1/ The implementation is allowed to use a type different from double and long double as the type of unsuffixed floating constant. This is an implementation defined type. The intention is this type can represent the floating constant extactly. (A possible choice is a decimal floating type.)

2/ The range and precision of this type are implementation defined and are fixed throughout the program.

3/ TTDT is an arithmetic type. All arithmetic operations are defined for this type.

4/ Usual arithmetic conversion is extended to handle mixed operations between TTDT and other types. Roughly speaking, if an operation involves both TTDT and an actual type, the TTDT is converted to an actual type before the operation. This way, there is no "top-down" context information required when processing unsuffixed floating constants. For example:

double  f;
f =  0.1;

Suppose the implementation uses _Decimal128 (a decimal floating type defined in N1077) as the TTDT. 0.1 is represented exactly after the constant is scanned. It is then converted to double in the assignment operator.

f = 0.1 * 0.3;

Here, both 0.1 and 0.3 are represented in TTDT. The result of the multiply operator also has type TTDT. It is then converted to double before the assignment. The result would be different from a current implementation where double is used as the type and a binary representation for the constants. The error due to conversion is incurred in both constants, and then propagated through the multiply. The TTDT provides more accurate result.

float g = 0.3f;
f = 0.1 * g;

When one operand is a TTDT and the other is one of float/double/long double, the TTDT is converted to double with an internal representation following the specification of FLT_EVAL_METHOD for constant of type double. Usual arithmetic conversion is then applied to the resulting operands.

_Decimal32 h = 0.1;

If one operand is a TTDT and the other a decimal floating type, the TTDT is converted to _Decimal64 with an internal representation specified by DEC_EVAL_METHOD (as specified in N1077). Usual arithmetic conversion is then applied.
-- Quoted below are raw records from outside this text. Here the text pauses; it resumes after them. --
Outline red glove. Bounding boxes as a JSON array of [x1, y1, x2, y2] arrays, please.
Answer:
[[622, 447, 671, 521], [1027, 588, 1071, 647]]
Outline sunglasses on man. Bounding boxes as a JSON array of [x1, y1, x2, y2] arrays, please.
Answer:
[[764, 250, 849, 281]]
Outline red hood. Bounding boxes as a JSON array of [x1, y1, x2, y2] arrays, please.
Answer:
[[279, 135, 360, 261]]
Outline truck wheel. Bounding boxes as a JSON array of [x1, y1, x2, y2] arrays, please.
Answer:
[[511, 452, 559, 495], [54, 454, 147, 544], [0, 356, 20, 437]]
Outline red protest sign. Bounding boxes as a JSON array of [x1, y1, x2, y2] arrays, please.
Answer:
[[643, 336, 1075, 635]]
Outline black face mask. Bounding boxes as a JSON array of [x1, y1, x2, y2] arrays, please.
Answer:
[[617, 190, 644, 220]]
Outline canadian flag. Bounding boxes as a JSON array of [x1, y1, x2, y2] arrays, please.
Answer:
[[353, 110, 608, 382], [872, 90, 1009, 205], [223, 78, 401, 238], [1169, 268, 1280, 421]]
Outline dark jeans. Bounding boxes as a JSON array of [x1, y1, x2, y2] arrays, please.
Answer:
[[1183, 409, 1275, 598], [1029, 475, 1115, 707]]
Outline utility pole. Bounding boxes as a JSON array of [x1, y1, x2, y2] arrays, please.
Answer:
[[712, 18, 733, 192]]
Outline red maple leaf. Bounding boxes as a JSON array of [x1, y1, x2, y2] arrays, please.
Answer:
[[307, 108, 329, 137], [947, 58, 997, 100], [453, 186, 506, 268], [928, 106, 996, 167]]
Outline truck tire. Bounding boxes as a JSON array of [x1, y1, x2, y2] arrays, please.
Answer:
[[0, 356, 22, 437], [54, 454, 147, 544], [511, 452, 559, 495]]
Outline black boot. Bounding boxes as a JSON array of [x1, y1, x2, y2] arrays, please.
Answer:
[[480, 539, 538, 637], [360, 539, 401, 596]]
If one operand is a TTDT and the other a fixed point type, the TTDT is converted to the fixed point type. If the implementation supports fixed point type, it should choose a representation for TTDT that can represent floating and fixed point constants exactly.

## Suggested changes to C99

Below are suggested changes to C99 to capture the above idea. Decimal floating types and fixed point types are not considered in these changes.
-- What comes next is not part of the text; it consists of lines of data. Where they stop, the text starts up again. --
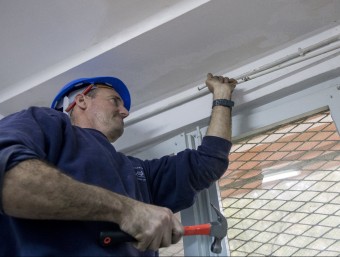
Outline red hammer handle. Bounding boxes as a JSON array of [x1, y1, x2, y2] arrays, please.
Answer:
[[184, 223, 211, 236]]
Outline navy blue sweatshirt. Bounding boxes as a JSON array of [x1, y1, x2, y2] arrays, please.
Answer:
[[0, 107, 231, 256]]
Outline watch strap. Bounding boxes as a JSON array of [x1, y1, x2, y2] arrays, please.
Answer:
[[212, 99, 235, 108]]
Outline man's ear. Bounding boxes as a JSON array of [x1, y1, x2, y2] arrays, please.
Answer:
[[74, 94, 87, 110]]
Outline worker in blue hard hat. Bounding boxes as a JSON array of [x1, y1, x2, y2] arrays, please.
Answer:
[[0, 74, 236, 256], [51, 77, 131, 142]]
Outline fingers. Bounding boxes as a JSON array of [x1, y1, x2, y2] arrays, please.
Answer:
[[122, 204, 184, 251]]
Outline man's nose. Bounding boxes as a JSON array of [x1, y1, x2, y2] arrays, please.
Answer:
[[119, 106, 130, 119]]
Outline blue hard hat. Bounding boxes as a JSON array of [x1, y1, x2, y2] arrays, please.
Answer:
[[51, 77, 131, 111]]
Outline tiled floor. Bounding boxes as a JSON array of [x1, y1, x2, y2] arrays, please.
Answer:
[[160, 111, 340, 256]]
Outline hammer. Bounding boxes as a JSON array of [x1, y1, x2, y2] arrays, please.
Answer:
[[99, 204, 228, 254]]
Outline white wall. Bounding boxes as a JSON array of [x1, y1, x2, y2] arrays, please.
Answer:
[[115, 26, 340, 153]]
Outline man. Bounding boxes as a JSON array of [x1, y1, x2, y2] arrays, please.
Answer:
[[0, 73, 236, 256]]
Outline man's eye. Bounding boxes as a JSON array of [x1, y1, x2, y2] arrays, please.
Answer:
[[111, 97, 120, 106]]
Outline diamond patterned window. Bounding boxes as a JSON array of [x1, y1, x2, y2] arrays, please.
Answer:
[[219, 111, 340, 256]]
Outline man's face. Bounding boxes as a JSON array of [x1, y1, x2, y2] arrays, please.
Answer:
[[86, 87, 129, 142]]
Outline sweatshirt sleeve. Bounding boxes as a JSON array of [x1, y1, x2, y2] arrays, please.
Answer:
[[0, 107, 66, 213], [141, 136, 231, 212]]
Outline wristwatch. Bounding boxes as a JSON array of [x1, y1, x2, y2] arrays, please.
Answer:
[[212, 99, 234, 109]]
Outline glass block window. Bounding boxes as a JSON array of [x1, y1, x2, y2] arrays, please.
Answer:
[[219, 111, 340, 256]]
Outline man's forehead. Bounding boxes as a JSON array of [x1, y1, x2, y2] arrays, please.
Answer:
[[96, 84, 122, 99]]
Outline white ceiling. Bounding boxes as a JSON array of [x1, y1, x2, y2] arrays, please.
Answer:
[[0, 0, 340, 115]]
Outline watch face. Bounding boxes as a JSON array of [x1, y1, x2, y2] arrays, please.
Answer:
[[213, 99, 234, 108]]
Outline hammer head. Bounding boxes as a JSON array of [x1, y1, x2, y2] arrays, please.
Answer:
[[210, 204, 228, 253]]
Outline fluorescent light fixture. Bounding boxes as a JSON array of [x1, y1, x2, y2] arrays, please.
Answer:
[[262, 170, 301, 183]]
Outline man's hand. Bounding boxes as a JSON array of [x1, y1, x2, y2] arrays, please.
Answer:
[[205, 73, 237, 100], [120, 201, 184, 251]]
In 6.2.5 after paragraph 28, add a paragraph:

[28a] There is an implementation defined data type called the translation time data type, or TTDT. TTDT is an arithmetic type and is used as the type for unsuffixed floating constants. There is no type specifier for TTDT.

Replace 6.4.4.2 paragraph 4 with the following:

[4] An unsuffixed floating constant has type TTDT. If suffixed by the letter f or F, it has type float. If suffixed by the letter l or L, it has type long double.

Add the following paragraphs after 6.3.1.7:

6.3.1.7a Translation Time Data Type

When a TTDT is converted to double, it is converted to the internal representation specified by FLT_EVAL_METHOD.

Recommended practice

The conversion of TTDT to double should match the execution-time conversion of character strings by library functions, such as strtod, given matching inputs suitable for both conversions, the same format and default execution-time rounding.

6.3.1.7b

Before the usual arithmetic conversions are carried out, if one operand is TTDT and the other is not, the TTDT operand is converted to double.